¿Jefe de estado?
El Estado Español no es laico, simplemente aconfesional, pero la Constitución de 1978 garantiza a la Iglesia Católica unas ciertas prerrogativas
Los Pactos de Letrán (1929) supusieron terminar con el conflicto creado en 1870, cuando las tropas de la Italia unificada entraron en Roma, poniendo fin formal a los Estados Pontificios. Ahora bien, reconociendo Mussolini al Estado del Vaticano se volvía de facto a la situación de duplicidad de los tiempos del Papa Rey: en la persona del Sumo Pontífice de la Iglesia Católica volvían a confluir un poder espiritual (cabeza de la Iglesia) y uno temporal (Jefe del Estado del Vaticano).

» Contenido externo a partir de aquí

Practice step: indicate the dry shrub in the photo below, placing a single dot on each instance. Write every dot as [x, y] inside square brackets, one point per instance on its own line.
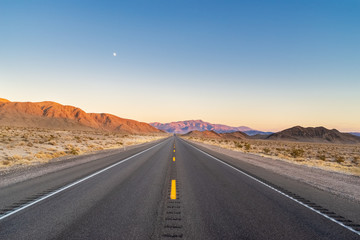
[296, 152]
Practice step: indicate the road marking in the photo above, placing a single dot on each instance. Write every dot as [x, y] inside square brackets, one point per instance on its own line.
[173, 189]
[74, 183]
[278, 191]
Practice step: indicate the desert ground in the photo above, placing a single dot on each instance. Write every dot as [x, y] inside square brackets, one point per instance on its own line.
[27, 146]
[334, 157]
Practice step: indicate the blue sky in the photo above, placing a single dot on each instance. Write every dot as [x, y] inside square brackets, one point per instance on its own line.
[265, 64]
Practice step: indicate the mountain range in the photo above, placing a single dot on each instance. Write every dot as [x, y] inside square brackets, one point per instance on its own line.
[297, 133]
[182, 127]
[56, 116]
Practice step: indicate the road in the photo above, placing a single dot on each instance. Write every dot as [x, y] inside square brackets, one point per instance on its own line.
[129, 196]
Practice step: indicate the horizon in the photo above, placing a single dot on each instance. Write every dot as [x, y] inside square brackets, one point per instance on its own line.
[267, 66]
[263, 130]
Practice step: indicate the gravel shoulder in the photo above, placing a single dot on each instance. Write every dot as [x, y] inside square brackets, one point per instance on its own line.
[340, 184]
[22, 173]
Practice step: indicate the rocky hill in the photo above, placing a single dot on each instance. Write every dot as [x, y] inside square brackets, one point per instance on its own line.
[317, 134]
[56, 116]
[182, 127]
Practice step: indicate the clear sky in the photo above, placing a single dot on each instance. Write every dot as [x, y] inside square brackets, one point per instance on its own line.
[266, 64]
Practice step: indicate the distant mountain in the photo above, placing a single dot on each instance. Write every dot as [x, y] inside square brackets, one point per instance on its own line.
[56, 116]
[182, 127]
[214, 135]
[355, 133]
[203, 134]
[317, 134]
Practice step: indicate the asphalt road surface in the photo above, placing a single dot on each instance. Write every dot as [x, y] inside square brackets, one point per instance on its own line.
[167, 190]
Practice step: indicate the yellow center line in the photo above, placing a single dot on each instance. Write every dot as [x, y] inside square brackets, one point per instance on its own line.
[173, 189]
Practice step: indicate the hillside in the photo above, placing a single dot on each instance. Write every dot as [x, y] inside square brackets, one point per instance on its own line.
[56, 116]
[182, 127]
[203, 134]
[317, 134]
[214, 135]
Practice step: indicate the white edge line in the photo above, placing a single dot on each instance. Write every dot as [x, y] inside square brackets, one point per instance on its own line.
[74, 183]
[276, 190]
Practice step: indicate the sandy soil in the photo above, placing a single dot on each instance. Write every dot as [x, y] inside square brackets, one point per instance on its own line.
[343, 158]
[341, 184]
[31, 146]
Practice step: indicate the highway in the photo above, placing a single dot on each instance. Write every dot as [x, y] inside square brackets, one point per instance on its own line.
[165, 190]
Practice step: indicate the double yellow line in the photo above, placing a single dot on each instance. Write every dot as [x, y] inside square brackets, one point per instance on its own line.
[173, 184]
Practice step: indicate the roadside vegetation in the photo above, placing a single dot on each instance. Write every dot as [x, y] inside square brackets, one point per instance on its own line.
[336, 157]
[25, 146]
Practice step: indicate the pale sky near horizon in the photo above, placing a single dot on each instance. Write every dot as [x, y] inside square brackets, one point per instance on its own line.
[265, 64]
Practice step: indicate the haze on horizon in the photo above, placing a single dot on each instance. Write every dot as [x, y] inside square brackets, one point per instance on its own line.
[266, 65]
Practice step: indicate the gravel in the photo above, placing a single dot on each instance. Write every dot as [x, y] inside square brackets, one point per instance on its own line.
[341, 184]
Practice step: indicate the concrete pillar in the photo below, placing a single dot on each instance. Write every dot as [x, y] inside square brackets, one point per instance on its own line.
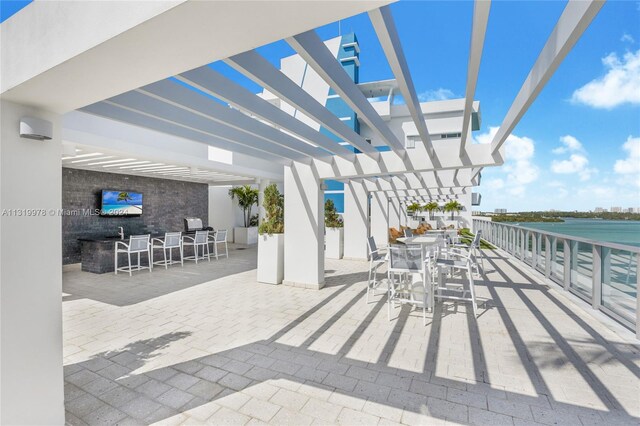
[394, 213]
[356, 221]
[32, 387]
[303, 227]
[262, 184]
[380, 218]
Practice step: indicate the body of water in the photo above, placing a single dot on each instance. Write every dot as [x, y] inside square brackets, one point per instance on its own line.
[614, 231]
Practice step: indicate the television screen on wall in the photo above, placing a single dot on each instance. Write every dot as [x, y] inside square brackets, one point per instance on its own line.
[121, 203]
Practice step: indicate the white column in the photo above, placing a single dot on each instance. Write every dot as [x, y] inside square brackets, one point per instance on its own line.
[380, 218]
[303, 227]
[262, 184]
[356, 221]
[394, 213]
[32, 389]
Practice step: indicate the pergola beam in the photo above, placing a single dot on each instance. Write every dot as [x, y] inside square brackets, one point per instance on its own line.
[309, 46]
[575, 19]
[387, 33]
[215, 84]
[118, 113]
[142, 103]
[479, 28]
[179, 95]
[257, 68]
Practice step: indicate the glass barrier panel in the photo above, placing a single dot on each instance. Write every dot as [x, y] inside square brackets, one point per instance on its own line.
[581, 268]
[619, 282]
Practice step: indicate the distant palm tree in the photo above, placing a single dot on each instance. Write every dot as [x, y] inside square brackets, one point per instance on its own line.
[431, 207]
[124, 196]
[247, 198]
[454, 207]
[413, 208]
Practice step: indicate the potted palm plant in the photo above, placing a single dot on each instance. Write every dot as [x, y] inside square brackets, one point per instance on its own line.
[247, 198]
[334, 241]
[453, 207]
[271, 241]
[432, 207]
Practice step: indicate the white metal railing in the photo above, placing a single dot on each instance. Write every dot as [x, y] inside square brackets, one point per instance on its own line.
[602, 274]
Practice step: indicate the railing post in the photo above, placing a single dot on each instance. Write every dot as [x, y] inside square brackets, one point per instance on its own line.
[637, 296]
[534, 250]
[596, 277]
[547, 256]
[567, 264]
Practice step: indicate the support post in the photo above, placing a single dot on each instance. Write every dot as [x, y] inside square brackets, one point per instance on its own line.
[356, 221]
[32, 386]
[303, 227]
[380, 218]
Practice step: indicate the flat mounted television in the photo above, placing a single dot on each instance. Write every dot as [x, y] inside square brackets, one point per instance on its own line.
[121, 203]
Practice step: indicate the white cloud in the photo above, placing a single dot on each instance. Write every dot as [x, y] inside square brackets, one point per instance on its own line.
[627, 38]
[440, 94]
[570, 144]
[518, 167]
[629, 168]
[620, 85]
[631, 164]
[577, 163]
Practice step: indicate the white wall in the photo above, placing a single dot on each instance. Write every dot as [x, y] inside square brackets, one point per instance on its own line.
[221, 210]
[31, 377]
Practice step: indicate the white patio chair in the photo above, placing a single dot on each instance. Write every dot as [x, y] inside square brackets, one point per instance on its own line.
[477, 253]
[137, 244]
[377, 258]
[220, 237]
[408, 278]
[457, 262]
[171, 240]
[200, 239]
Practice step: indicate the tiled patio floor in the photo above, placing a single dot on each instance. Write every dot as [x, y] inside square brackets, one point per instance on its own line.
[207, 344]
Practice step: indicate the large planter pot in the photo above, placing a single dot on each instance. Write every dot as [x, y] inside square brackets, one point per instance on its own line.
[245, 236]
[334, 243]
[271, 258]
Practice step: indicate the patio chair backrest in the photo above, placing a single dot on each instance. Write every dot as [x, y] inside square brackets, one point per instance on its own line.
[406, 258]
[221, 235]
[201, 237]
[139, 243]
[172, 239]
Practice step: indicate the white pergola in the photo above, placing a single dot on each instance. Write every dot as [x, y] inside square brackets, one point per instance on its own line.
[205, 106]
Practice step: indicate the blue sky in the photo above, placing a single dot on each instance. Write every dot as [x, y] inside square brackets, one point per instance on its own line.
[577, 148]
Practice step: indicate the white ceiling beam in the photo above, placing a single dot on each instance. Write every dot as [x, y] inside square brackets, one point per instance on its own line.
[213, 83]
[309, 46]
[176, 94]
[387, 33]
[481, 10]
[142, 103]
[257, 68]
[118, 113]
[575, 19]
[479, 155]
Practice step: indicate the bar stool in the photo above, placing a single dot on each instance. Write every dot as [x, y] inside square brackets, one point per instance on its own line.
[201, 239]
[377, 258]
[137, 244]
[171, 240]
[220, 237]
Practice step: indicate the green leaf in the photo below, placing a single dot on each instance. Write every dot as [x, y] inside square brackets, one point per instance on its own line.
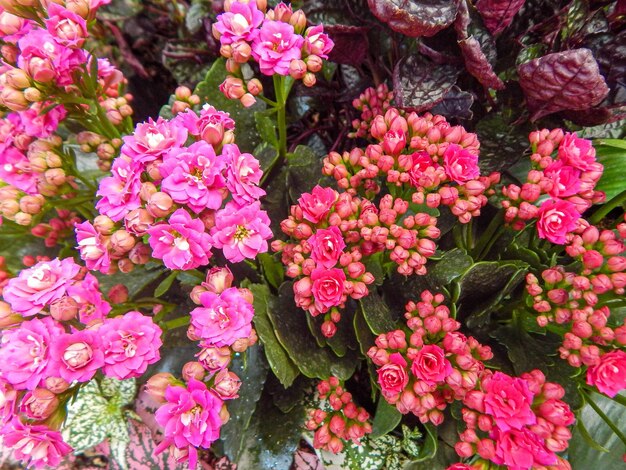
[279, 361]
[246, 135]
[165, 284]
[386, 419]
[581, 454]
[252, 375]
[266, 128]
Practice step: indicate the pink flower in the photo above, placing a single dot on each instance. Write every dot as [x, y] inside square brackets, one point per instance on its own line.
[460, 165]
[240, 23]
[35, 445]
[326, 246]
[317, 42]
[241, 232]
[275, 47]
[223, 318]
[317, 204]
[431, 365]
[25, 352]
[576, 152]
[181, 242]
[243, 174]
[555, 219]
[153, 139]
[92, 248]
[190, 418]
[36, 288]
[521, 450]
[509, 400]
[193, 176]
[392, 377]
[327, 288]
[120, 192]
[130, 344]
[76, 356]
[609, 376]
[565, 179]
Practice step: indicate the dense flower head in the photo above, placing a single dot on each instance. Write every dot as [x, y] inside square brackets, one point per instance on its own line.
[130, 343]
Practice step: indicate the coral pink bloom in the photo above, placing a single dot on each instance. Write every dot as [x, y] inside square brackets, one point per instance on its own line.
[152, 139]
[222, 319]
[556, 218]
[35, 445]
[76, 356]
[610, 374]
[241, 232]
[460, 164]
[328, 288]
[275, 47]
[576, 152]
[36, 288]
[509, 400]
[25, 352]
[181, 242]
[130, 344]
[193, 176]
[243, 174]
[240, 23]
[317, 204]
[190, 418]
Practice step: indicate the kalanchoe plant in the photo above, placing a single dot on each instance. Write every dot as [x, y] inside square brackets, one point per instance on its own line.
[443, 289]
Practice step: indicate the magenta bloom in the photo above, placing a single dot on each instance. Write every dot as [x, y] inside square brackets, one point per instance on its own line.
[555, 219]
[92, 248]
[76, 356]
[37, 287]
[460, 165]
[241, 232]
[35, 445]
[120, 192]
[275, 47]
[151, 140]
[316, 204]
[326, 246]
[130, 344]
[610, 374]
[222, 319]
[566, 179]
[190, 418]
[243, 174]
[522, 450]
[509, 400]
[181, 243]
[431, 365]
[193, 176]
[576, 152]
[328, 288]
[240, 23]
[25, 352]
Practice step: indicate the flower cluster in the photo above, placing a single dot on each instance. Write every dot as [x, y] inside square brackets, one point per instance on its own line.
[278, 40]
[564, 168]
[338, 418]
[184, 199]
[519, 422]
[60, 334]
[192, 414]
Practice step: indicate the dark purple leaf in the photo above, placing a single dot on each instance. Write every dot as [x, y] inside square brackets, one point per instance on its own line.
[477, 64]
[413, 17]
[456, 104]
[351, 43]
[498, 14]
[419, 85]
[563, 80]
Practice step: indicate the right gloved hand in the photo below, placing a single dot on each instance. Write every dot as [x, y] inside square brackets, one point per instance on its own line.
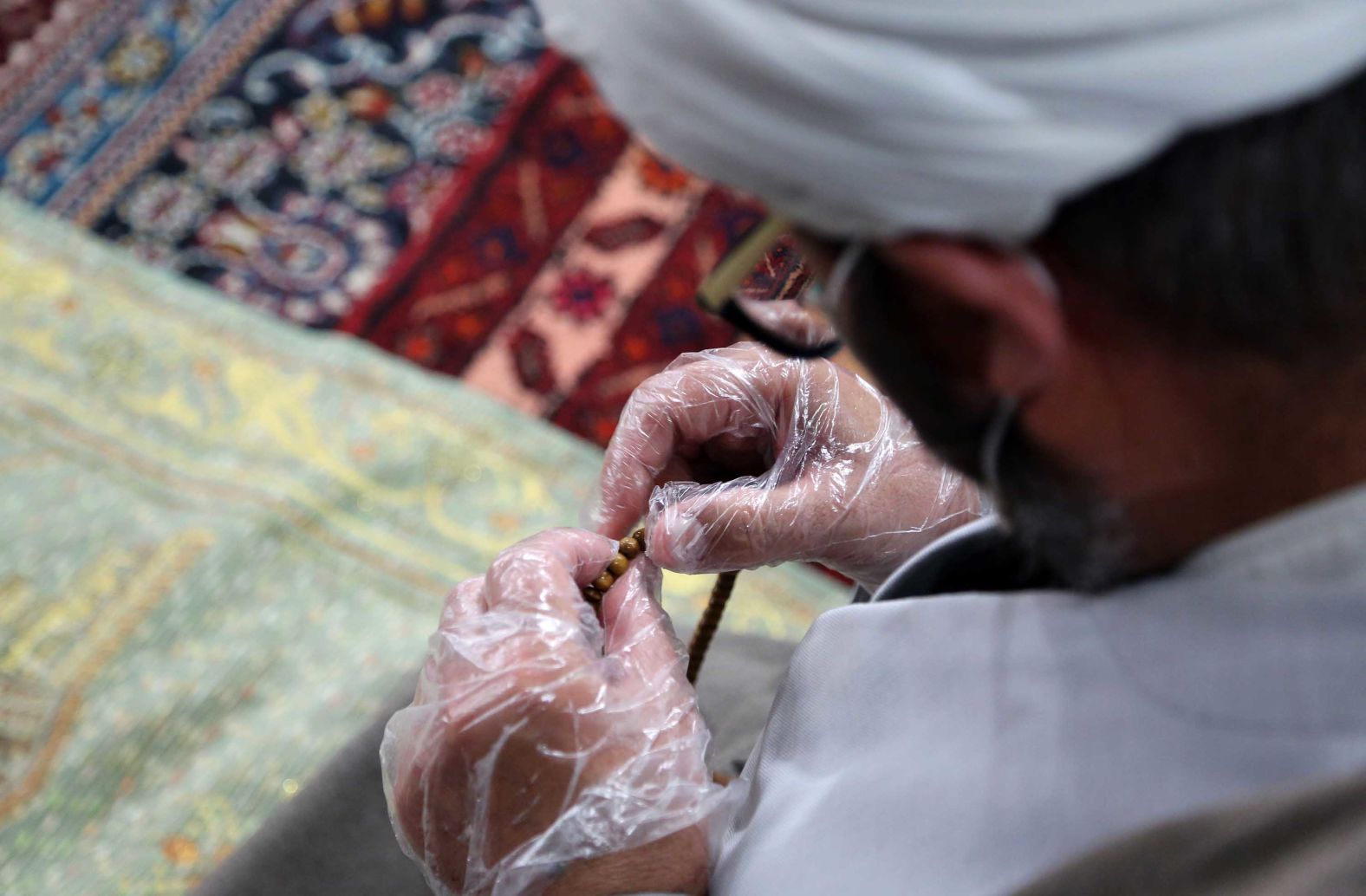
[754, 459]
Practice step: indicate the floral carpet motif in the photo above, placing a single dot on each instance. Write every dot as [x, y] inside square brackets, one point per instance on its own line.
[439, 184]
[223, 540]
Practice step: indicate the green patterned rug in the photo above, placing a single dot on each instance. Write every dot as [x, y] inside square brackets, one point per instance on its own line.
[222, 542]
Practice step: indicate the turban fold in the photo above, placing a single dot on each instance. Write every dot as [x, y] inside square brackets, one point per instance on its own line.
[884, 118]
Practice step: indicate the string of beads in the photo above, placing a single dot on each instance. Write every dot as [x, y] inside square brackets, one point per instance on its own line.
[633, 547]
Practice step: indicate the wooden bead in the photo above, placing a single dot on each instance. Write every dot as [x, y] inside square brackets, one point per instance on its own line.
[346, 21]
[377, 12]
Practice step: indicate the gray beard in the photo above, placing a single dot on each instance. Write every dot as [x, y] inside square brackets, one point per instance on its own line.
[1077, 535]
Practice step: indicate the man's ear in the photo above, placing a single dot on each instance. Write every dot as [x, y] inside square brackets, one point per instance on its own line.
[991, 315]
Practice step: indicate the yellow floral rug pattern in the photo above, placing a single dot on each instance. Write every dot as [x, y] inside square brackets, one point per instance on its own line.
[222, 542]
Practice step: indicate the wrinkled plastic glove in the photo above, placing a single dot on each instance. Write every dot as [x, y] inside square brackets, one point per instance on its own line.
[754, 459]
[540, 739]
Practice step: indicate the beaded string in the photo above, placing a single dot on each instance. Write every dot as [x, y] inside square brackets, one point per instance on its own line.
[633, 547]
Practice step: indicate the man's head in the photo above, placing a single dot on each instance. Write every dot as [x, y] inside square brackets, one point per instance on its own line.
[1209, 317]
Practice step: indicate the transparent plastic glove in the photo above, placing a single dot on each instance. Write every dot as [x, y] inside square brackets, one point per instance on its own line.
[754, 459]
[538, 739]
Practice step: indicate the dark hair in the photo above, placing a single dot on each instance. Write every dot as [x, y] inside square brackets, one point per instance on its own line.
[1250, 237]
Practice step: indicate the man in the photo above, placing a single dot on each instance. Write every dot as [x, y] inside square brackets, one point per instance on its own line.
[1108, 260]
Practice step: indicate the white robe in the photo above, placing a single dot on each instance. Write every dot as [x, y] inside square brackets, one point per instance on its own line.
[969, 743]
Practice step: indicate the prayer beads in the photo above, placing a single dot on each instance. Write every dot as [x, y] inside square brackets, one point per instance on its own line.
[628, 549]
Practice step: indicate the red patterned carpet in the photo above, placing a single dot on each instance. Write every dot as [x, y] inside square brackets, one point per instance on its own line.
[560, 272]
[21, 19]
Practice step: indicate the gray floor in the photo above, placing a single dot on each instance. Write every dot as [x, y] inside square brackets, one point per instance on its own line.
[334, 839]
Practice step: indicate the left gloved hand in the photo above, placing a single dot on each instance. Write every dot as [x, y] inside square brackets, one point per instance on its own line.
[541, 744]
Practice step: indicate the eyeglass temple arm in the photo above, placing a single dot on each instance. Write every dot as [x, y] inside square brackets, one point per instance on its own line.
[716, 291]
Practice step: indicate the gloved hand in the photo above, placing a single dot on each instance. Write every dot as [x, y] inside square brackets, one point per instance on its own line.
[541, 742]
[760, 459]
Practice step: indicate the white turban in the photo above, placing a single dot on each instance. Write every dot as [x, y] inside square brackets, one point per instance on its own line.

Eso ha permitido desde entonces que los diferentes papas hayan podido jugar con la consiguiente ambivalencia, en función del momento.
La reciente visita de León XIV nos ha dado una muestra más de esa ambivalencia. El Estado Español no es laico, simplemente aconfesional, pero la Constitución de 1978 garantiza a la Iglesia Católica unas ciertas prerrogativas, por razones históricas y por ser la religión más practicada por los españoles.
Ahora bien, en los años transcurridos desde 1978 es indudable que el esquema religioso del país ha sufrido importantes cambios. Por un lado, la secularización. Por el otro, si bien parece que la inmensa mayoría de los españoles están y siguen siendo bautizados por el rito católico, es innegable la caída en picado de la práctica cotidiana.
Sólo así se entiende que las bodas civiles superen en mucho a las que se llevan a cabo ante un sacerdote católico. Además, es evidente que la presencia de otras religiones y confesiones es actualmente mucho mayor que la existente en la fecha indicada. Parece, pues, lógico que, en algún momento se deba adecuar la letra a la realidad. Pero mientras…
Dada la posición progresista del presente pontificado diríase que había un cierto interés por parte de la mayoría gubernamental en, digamos, dejar hablar a León XIV. Complementariamente, la derecha española, que parece que sigue siendo incapaz de desprenderse del humo del incienso, no era esperable que pusiera ningún inconveniente a que el Papa se explayara, independientemente de que algún sector no estuviera de acuerdo con la visión de Prevost sobre la inmigración, por poner un ejemplo.
De ahí la invitación a que se dirigiera a las Cámaras. Un consenso implícito. Y para guardar las formas de la aconfesionalidad se decidió que León XIV hablara en sede parlamentaria como jefe de estado.
¿Fue así realmente? A mi modo de ver no. Un mínimo análisis muestra que, por el contenido básicamente moral del discurso, habló como líder espiritual de la Iglesia Católica; lo cual no quiere decir que no pudiera decir cosas interesantes y asumibles por encima de las diferencias ideológicas.
En definitiva, fue algo más semejante a una homilía que a la intervención esperable por parte de un líder político. Eso sí, con un tono moderado y demostrando un alto nivel intelectual. Y ahí cada uno se tragó su sapo. Unos, las críticas a la situación de los inmigrantes o los problemas que genera la IA; los otros, la clara alusión a las leyes de interrupción del embarazo y de eutanasia. Es cierto que sin mencionar explícitamente la legislación existente en España (nada más hubiera faltado eso).

A mi modo de ver, la izquierda se tendría que haber sentido más que aludida, ya que se incidía en hechos concretos, fruto de un programa político. En definitiva, fue objeto de un tirón de orejas. Sin embargo…satisfacción absoluta, si juzgamos por la reacción más que mayoritaria entre el bloque que da respaldo al actual gobierno. Y eso evidencia una vez más la falta de sentido de estado que predomina en este país.
Si el Papa hablaba haciendo uso de su poder temporal, es intolerable que se inmiscuyera en la legislación del país que visitaba. Y si no era así ¿por qué se había invitado a un líder religioso en sede parlamentaria? ¿Es suficiente el marchamo de Papa progre para que se ponga en entredicho implícitamente la ya dudosa aconfesionalidad del Estado?
Imaginemos que en el lugar de Prevost hubiera habido un pontífice semejante a Wojtyla. Dejando aparte que en ese caso concreto el personaje no se destacaba por su brillantez intelectual, ni por sus maneras diplomáticas, lo más probable es que no se le hubiera invitado a dirigirse a las Cortes y esos mismos medios que ahora enmudecen hubiesen reaccionado convenientemente.
Pero la independencia del Estado es algo a defender sea quien sea el que la ponga en cuestión. Y la única política coherente desde la izquierda, e incluso más allá, en lo que respecta al hecho religioso, es garantizar la independencia del poder civil. O sea, el laicismo en último extremo.